The wild tiger, in her natural habitat.
Yet, unwittingly, Checkers prepared me for the love I now give to Hobbes. Never a cat you’d call selfless, Checkers nevertheless gave me much through our relationship. He taught me what it was to be intimately connected to an animal, and to feel so much love for something not human. He taught me that cats smile, and they get annoyed, and they have vibrant personalities. He taught me love. 


My relationship with Hobbes felt very natural from the beginning. We bonded pretty much the moment we met. We chat with each other and creep on each other around corners while I’m doing the dishes. (It drives Aaron crazy sometimes!) One of my favorite things in the world is to wake up with Aaron on one side and Hobbes on my pillow, or draped over my neck. And I have Checkers to thank for a lot of the happiness and love that I have now, for he gave my six-year-old heart the potential to expand and care for something outside her own self.

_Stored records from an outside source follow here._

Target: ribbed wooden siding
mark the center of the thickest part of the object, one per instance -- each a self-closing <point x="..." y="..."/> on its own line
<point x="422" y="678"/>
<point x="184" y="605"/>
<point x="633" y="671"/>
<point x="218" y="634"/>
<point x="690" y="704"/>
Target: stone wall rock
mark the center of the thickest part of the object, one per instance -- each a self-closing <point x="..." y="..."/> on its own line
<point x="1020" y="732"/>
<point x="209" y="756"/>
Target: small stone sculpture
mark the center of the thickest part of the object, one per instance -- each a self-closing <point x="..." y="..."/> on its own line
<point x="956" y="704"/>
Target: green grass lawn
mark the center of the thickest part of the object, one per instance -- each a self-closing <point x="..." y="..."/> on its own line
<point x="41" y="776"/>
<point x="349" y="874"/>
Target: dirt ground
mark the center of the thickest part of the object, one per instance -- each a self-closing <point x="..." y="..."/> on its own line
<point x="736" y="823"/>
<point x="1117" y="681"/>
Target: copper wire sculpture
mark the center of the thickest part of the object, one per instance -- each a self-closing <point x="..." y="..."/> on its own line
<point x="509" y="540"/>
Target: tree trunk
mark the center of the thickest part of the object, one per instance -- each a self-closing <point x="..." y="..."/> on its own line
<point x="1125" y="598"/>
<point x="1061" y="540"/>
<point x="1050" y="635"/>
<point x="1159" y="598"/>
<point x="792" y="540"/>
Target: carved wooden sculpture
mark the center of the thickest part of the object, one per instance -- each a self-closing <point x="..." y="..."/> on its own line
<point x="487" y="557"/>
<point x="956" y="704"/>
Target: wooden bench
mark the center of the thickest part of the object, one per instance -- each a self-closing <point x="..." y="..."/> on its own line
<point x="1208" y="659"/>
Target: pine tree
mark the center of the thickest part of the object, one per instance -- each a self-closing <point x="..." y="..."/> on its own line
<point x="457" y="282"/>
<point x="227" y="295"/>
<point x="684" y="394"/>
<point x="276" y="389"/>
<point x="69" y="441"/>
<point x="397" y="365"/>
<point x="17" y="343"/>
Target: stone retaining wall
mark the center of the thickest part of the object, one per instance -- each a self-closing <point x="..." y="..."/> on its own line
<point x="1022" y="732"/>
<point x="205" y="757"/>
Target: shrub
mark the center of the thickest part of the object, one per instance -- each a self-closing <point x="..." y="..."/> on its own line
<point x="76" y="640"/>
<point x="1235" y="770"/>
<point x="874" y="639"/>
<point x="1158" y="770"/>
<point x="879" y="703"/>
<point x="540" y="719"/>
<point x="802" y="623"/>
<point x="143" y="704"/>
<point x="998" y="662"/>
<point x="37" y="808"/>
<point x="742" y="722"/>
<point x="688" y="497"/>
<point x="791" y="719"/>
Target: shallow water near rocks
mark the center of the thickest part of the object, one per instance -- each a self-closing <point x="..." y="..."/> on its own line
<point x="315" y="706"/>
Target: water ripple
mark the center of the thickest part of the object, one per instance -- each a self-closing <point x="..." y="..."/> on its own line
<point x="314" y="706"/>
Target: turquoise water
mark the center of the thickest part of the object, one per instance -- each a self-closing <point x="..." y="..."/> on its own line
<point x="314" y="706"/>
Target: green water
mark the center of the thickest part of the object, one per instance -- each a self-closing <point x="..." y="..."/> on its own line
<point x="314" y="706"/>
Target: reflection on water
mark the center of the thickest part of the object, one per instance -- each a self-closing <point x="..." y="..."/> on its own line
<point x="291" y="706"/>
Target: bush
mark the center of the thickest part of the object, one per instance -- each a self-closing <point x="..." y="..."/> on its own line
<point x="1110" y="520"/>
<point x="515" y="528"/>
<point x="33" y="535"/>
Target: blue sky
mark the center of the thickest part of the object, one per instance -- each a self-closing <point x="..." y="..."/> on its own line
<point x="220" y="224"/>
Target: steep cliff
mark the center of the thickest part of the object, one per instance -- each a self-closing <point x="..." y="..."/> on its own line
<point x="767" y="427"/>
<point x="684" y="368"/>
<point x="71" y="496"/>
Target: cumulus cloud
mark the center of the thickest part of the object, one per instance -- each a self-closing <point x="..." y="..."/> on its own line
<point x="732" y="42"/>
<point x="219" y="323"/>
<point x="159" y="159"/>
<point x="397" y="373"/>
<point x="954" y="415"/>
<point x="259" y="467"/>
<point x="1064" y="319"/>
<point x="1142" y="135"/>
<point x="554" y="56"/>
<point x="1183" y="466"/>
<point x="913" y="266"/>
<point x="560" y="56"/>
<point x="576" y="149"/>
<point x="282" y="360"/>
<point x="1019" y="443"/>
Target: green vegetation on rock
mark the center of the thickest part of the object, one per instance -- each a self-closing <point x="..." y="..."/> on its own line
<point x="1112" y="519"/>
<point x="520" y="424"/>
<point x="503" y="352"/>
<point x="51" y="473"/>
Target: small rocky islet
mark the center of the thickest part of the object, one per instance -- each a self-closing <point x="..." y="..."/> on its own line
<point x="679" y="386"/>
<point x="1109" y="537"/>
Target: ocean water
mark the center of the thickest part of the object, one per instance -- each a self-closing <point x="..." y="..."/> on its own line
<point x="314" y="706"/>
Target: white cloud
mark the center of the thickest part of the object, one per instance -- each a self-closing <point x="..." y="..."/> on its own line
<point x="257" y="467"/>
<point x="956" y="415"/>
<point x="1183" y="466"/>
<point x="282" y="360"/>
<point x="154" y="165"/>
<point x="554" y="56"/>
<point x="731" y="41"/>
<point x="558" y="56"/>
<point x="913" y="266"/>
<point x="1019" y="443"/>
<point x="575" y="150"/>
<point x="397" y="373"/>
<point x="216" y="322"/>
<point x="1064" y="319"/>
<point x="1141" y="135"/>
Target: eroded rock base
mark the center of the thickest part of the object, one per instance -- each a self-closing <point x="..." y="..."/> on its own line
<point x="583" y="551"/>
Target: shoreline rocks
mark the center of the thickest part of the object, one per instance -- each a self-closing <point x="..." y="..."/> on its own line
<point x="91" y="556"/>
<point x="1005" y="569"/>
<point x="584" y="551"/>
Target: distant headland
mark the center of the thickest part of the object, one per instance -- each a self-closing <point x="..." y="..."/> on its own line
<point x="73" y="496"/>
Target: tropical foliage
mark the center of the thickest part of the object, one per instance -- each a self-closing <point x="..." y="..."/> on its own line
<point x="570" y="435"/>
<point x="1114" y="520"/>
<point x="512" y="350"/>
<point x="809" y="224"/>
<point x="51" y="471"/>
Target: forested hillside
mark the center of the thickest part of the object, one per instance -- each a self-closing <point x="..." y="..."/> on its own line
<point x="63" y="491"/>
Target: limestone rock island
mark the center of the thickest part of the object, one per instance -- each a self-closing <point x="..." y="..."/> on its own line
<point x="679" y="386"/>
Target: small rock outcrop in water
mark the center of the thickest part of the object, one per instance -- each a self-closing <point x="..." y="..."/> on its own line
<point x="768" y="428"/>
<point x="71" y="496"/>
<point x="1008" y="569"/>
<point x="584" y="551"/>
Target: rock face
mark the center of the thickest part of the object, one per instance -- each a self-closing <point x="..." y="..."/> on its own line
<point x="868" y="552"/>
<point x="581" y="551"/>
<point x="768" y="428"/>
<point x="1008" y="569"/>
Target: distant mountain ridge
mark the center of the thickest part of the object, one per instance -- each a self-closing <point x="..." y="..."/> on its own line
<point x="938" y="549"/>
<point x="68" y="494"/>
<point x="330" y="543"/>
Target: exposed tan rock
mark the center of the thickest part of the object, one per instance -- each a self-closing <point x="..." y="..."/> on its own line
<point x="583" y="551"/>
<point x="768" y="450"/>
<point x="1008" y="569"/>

It feels very right to have Hobbes around now, so much that sometimes I feel like she’s been here all along. A year ago I wrote that Checkers would always be in my heart, and he is, and in that small way, he is still present in my life. I reread the article I wrote about him a year ago and just about started crying again, but the love I had for Checkers allowed me to walk through the pain and then to fall in love again with little Hobbes.


Yes, I’m a crazy cat lady, and yes, I treat my pets as members of the family. Yet they open up my heart and fill my life with love. Hobbes is my cat baby. First, however, Checkers was my cat brother.